Step 3: Constraints and Indexes

After data migration, we need to recreate constraints and indexes:

-- First, disable triggers
ALTER TABLE your_table DISABLE TRIGGER ALL;

-- Add foreign key constraints
ALTER TABLE orders 
ADD CONSTRAINT fk_customer
FOREIGN KEY (customer_id) REFERENCES customers(id);

-- Add unique constraints
ALTER TABLE users 
ADD CONSTRAINT unique_email UNIQUE (email);

-- Create indexes
CREATE INDEX idx_order_date ON orders USING btree (order_date);
CREATE INDEX idx_customer_name ON customers USING btree (last_name, first_name);

-- Re-enable triggers
ALTER TABLE your_table ENABLE TRIGGER ALL;

Handling Special Cases

Converting MySQL-specific Features

ENUM Types

Instead of MySQL’s ENUM, create a custom type in PostgreSQL:

-- Create a type for status
CREATE TYPE order_status AS ENUM ('pending', 'processing', 'completed', 'cancelled');

-- Convert existing column
ALTER TABLE orders 
    ALTER COLUMN status TYPE order_status 
    USING status::order_status;

Group Concatenation

Replace MySQL’s GROUP_CONCAT with PostgreSQL’s STRING_AGG:

-- MySQL version:
SELECT customer_id, GROUP_CONCAT(product_name) 
FROM orders 
GROUP BY customer_id;

-- PostgreSQL version:
SELECT customer_id, STRING_AGG(product_name, ',') 
FROM orders 
GROUP BY customer_id;

Handling JSON Data

PostgreSQL’s JSONB type offers better performance than MySQL’s JSON:

-- Convert JSON column to JSONB
ALTER TABLE products 
    ALTER COLUMN metadata TYPE jsonb 
    USING metadata::jsonb;

-- Update JSON querying syntax
-- MySQL: JSON_EXTRACT(data, '$.name')
-- PostgreSQL: data->>'name'
UPDATE your_queries SET 
    query_text = REPLACE(
        query_text, 
        'JSON_EXTRACT(', 
        '->'
    );

Post-Migration Tasks

Performance Optimization

After migration, optimize your PostgreSQL database:

-- Update table statistics
ANALYZE verbose your_table;

-- Rebuild indexes
REINDEX TABLE your_table;

-- Vacuum to reclaim space and update statistics
VACUUM ANALYZE your_table;

-- Create appropriate indexes based on query patterns
CREATE INDEX CONCURRENTLY idx_your_column 
ON your_table (your_column);

Application Changes

Update your application code to use PostgreSQL-specific features:

# MySQL datetime handling
cursor.execute("SELECT DATE_FORMAT(created_at, '%Y-%m-%d') FROM orders")

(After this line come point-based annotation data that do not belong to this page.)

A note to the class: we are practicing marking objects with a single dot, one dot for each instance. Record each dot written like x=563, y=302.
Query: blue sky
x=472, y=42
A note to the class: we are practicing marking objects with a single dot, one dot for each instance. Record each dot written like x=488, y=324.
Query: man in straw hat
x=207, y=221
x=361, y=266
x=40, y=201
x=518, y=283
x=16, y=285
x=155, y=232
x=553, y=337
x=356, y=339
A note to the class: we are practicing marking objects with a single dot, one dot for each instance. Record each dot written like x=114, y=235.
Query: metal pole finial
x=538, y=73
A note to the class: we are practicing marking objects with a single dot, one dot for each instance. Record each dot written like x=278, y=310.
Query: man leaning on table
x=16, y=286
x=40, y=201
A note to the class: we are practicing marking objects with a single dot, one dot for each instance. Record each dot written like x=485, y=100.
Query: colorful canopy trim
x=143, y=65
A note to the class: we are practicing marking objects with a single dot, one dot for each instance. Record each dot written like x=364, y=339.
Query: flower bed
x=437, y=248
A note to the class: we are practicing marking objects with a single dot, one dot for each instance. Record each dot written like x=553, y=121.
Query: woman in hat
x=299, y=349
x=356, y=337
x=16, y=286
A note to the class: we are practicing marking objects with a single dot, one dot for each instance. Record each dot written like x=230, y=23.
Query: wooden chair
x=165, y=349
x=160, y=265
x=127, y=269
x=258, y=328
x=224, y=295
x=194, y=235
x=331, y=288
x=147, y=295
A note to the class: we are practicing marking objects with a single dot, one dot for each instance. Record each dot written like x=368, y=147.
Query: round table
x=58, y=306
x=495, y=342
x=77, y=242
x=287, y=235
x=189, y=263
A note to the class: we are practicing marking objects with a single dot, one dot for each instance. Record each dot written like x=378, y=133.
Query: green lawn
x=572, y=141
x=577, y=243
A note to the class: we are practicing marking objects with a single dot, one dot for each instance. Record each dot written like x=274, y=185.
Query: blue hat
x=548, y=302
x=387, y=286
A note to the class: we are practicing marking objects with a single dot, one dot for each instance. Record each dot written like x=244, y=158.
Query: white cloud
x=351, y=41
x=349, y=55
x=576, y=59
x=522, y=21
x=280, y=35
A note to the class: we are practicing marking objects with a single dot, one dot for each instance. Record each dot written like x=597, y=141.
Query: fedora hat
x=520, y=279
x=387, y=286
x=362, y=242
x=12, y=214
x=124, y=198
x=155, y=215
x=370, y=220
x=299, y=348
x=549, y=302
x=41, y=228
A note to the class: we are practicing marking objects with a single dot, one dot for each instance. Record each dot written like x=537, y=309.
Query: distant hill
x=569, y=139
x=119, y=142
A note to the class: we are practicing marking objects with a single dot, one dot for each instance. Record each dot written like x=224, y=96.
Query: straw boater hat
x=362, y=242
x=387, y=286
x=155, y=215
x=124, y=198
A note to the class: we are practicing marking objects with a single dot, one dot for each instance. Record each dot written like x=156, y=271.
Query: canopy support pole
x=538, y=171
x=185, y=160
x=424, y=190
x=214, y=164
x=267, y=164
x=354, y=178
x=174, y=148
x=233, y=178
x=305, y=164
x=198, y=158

# PostgreSQL datetime handling
cursor.execute("SELECT to_char(created_at, 'YYYY-MM-DD') FROM orders")

# MySQL limit with offset
cursor.execute("SELECT * FROM products LIMIT 10 OFFSET 20")

# PostgreSQL limit with offset (same syntax, different implementation)
cursor.execute("SELECT * FROM products LIMIT 10 OFFSET 20")

Monitoring and Verification

Create verification queries to ensure data integrity:

-- Compare row counts
SELECT 'mysql' as source, table_name, table_rows 
FROM information_schema.tables 
WHERE table_schema = 'your_database'
UNION ALL
SELECT 'postgresql' as source, table_name, n_live_tup 
FROM pg_stat_user_tables;

-- Compare data checksums
-- MySQL
SELECT MD5(GROUP_CONCAT(column_list)) 
FROM your_table;

-- PostgreSQL
SELECT MD5(STRING_AGG(column_list::text, '')) 
FROM your_table;

Conclusion

Migrating from MySQL to PostgreSQL requires careful planning and execution, but the benefits often outweigh the challenges. This guide covered the essential aspects of migration, but remember that each database is unique and may require specific adjustments.

Keep these key points in mind:

Always have a backup before starting the migration
Test the migration process thoroughly in a staging environment
Plan for downtime during the final migration
Monitor performance after migration and optimize as needed
Update application code to take advantage of PostgreSQL-specific features

The migration process might seem daunting, but by following this guide and testing thoroughly, you can ensure a successful transition to PostgreSQL.